Nothing was left unnoticed. To accommodate the beading on Lisa’s gown, for instance, the back of her chair had been covered.
Adjacent to the room with the Chairman’s Table, attendees discovered that the Ballroom had been rearranged with still more violinists, a dance floor in front of the bandstand — Jordan Kahn‘s Manhattan orchestra would be entertaining — and 19 tables set for dinner. Each boasted a gorgeous white floral centerpiece that was surrounded by the gold and crystal stemware and the gold and white dinnerware, as well as place cards set in the tiny crowns.

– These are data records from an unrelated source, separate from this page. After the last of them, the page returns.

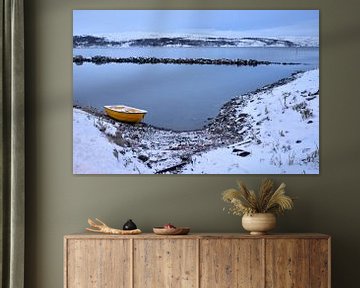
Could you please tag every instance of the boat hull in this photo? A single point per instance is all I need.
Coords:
(129, 117)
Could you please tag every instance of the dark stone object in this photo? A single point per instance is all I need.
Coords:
(129, 225)
(143, 158)
(244, 154)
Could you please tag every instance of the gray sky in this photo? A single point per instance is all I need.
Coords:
(254, 22)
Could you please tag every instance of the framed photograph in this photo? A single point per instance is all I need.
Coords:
(196, 92)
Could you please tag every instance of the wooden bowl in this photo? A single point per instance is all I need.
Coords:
(171, 231)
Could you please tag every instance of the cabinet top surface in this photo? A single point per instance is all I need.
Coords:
(88, 235)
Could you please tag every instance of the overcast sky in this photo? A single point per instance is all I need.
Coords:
(253, 22)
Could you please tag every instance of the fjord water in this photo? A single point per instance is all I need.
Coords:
(181, 97)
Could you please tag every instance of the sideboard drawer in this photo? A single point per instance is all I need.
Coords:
(98, 263)
(197, 261)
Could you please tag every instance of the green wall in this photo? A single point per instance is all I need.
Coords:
(59, 203)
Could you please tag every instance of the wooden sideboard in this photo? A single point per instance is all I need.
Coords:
(197, 260)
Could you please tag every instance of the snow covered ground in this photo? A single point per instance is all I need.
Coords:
(214, 39)
(273, 130)
(285, 123)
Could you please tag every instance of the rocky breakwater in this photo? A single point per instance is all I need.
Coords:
(99, 60)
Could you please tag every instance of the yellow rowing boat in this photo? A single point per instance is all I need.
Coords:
(125, 113)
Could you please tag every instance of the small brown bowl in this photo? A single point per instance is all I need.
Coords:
(171, 231)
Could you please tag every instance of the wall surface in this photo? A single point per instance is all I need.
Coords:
(59, 202)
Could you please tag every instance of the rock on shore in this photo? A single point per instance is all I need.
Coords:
(274, 129)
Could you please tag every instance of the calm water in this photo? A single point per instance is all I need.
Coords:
(180, 97)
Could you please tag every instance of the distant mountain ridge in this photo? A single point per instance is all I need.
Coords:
(94, 41)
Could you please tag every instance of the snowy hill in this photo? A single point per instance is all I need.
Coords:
(188, 40)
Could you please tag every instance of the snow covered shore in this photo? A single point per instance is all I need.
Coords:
(272, 130)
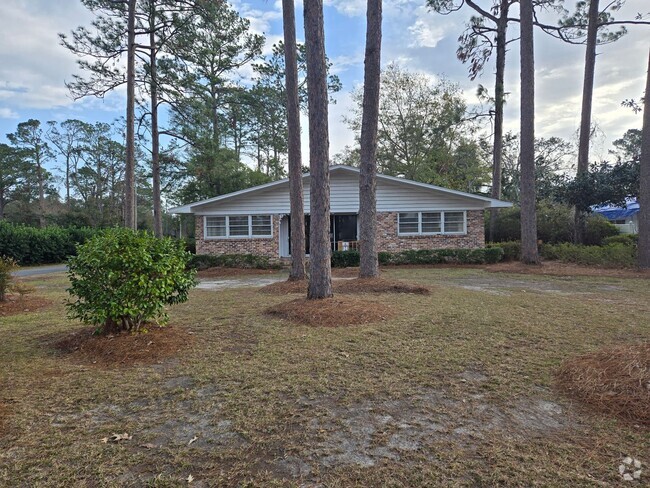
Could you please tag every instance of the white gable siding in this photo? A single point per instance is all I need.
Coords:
(344, 196)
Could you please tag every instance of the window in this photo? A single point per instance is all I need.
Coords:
(454, 222)
(426, 223)
(261, 225)
(408, 223)
(239, 226)
(215, 226)
(432, 222)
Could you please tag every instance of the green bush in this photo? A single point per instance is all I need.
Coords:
(343, 259)
(7, 265)
(246, 261)
(32, 245)
(610, 256)
(511, 249)
(627, 239)
(598, 228)
(122, 279)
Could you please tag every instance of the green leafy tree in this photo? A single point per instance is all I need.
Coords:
(14, 174)
(30, 140)
(121, 280)
(423, 133)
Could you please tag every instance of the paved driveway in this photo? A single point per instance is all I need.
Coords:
(57, 268)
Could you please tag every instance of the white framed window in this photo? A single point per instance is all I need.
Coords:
(215, 227)
(431, 223)
(238, 226)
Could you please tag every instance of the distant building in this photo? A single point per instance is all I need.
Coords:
(625, 218)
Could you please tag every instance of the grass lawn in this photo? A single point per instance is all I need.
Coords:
(456, 389)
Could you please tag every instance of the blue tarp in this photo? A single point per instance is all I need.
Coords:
(611, 212)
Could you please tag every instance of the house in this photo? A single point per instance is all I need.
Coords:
(410, 215)
(626, 219)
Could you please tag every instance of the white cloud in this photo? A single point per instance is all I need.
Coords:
(428, 29)
(7, 113)
(33, 66)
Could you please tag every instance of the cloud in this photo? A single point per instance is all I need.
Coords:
(33, 66)
(7, 113)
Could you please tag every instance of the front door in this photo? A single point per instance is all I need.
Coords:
(342, 228)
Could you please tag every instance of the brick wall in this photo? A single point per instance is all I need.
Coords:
(388, 240)
(260, 246)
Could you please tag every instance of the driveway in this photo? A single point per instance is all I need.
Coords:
(57, 268)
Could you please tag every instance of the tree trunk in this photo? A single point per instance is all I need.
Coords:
(499, 101)
(297, 214)
(41, 189)
(644, 181)
(320, 276)
(585, 116)
(129, 176)
(155, 136)
(67, 180)
(369, 265)
(529, 251)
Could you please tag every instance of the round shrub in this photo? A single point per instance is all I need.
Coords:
(122, 279)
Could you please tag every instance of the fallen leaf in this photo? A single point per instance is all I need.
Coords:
(120, 437)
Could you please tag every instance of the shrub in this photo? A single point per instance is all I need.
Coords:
(611, 256)
(7, 265)
(122, 279)
(511, 249)
(598, 228)
(345, 259)
(248, 261)
(31, 245)
(627, 239)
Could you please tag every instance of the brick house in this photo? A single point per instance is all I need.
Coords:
(411, 215)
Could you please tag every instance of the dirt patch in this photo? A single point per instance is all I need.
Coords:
(125, 349)
(233, 272)
(345, 272)
(379, 285)
(331, 312)
(370, 432)
(285, 288)
(615, 380)
(15, 305)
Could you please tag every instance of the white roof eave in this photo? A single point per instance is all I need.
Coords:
(489, 202)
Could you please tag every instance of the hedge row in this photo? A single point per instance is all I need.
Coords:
(617, 255)
(251, 261)
(343, 259)
(31, 245)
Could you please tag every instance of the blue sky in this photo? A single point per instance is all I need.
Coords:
(34, 67)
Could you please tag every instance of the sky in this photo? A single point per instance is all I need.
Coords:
(34, 66)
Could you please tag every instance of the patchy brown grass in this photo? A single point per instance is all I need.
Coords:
(556, 268)
(453, 389)
(149, 347)
(4, 416)
(285, 288)
(379, 285)
(233, 272)
(15, 305)
(349, 286)
(615, 380)
(332, 312)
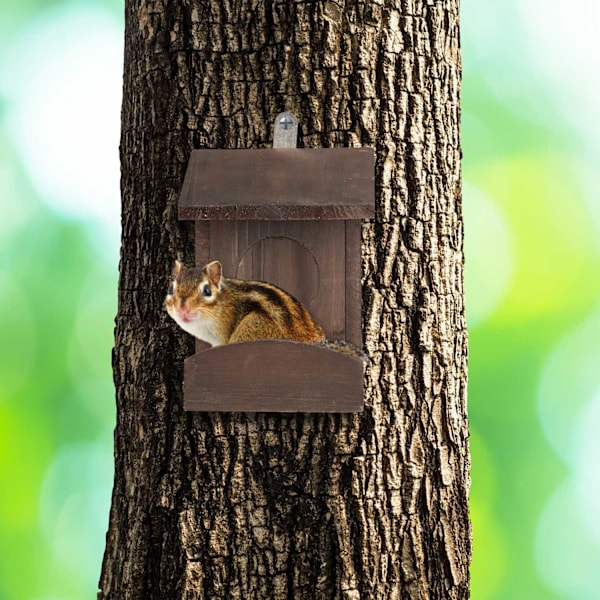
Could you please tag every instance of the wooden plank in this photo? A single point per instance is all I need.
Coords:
(305, 258)
(202, 256)
(273, 376)
(279, 184)
(353, 295)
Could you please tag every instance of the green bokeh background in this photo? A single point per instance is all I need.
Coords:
(532, 225)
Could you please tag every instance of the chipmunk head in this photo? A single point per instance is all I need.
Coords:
(192, 299)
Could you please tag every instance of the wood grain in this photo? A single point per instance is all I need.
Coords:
(279, 184)
(273, 376)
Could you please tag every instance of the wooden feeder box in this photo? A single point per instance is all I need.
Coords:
(290, 217)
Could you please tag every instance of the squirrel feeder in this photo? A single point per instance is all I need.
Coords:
(290, 217)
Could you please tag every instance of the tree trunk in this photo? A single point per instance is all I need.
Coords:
(315, 506)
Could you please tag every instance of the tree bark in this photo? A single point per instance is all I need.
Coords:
(315, 506)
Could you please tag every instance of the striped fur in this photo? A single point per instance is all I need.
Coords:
(219, 310)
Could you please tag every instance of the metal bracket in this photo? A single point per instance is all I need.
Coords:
(285, 131)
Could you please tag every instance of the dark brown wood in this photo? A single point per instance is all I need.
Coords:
(306, 259)
(202, 256)
(353, 286)
(273, 376)
(279, 184)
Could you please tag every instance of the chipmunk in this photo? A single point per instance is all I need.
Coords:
(219, 310)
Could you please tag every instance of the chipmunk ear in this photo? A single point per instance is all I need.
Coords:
(215, 273)
(177, 269)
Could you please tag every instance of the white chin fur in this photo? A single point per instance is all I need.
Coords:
(200, 329)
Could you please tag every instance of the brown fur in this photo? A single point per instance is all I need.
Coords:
(239, 310)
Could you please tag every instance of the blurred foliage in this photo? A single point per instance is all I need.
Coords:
(533, 307)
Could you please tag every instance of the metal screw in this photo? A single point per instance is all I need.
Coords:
(286, 122)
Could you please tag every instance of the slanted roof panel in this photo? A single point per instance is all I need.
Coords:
(279, 184)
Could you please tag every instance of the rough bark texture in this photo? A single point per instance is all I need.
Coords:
(243, 506)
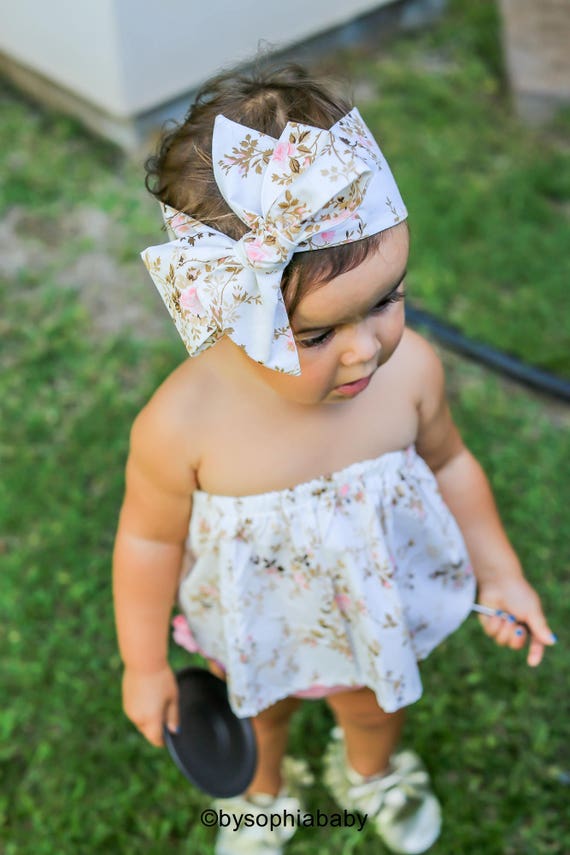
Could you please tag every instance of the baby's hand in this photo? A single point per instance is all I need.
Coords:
(517, 598)
(149, 700)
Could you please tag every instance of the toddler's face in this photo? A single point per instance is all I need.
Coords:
(347, 328)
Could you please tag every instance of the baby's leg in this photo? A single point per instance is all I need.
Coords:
(271, 727)
(271, 731)
(371, 735)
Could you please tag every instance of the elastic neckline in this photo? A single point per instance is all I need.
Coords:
(328, 479)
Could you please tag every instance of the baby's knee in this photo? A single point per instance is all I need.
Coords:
(277, 715)
(360, 709)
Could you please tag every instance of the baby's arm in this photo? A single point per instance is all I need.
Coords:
(147, 560)
(467, 493)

As Lisa and most guests at the head table took their seats, handlers were seen giving each other a certain look. It seems that a handful of head-table guests was still standing about, chatting. Quietly, one of the handlers approached the group and advised them that the first course — caviar — was about to be served. As soon as the last seat was finally taken, the violinists in the hallway left their platforms to serenade the head table with a stirring version of Coldplay’s “Viva la Vida,” and one of Dallas’ most prestigious fundraisers was under way in earnest.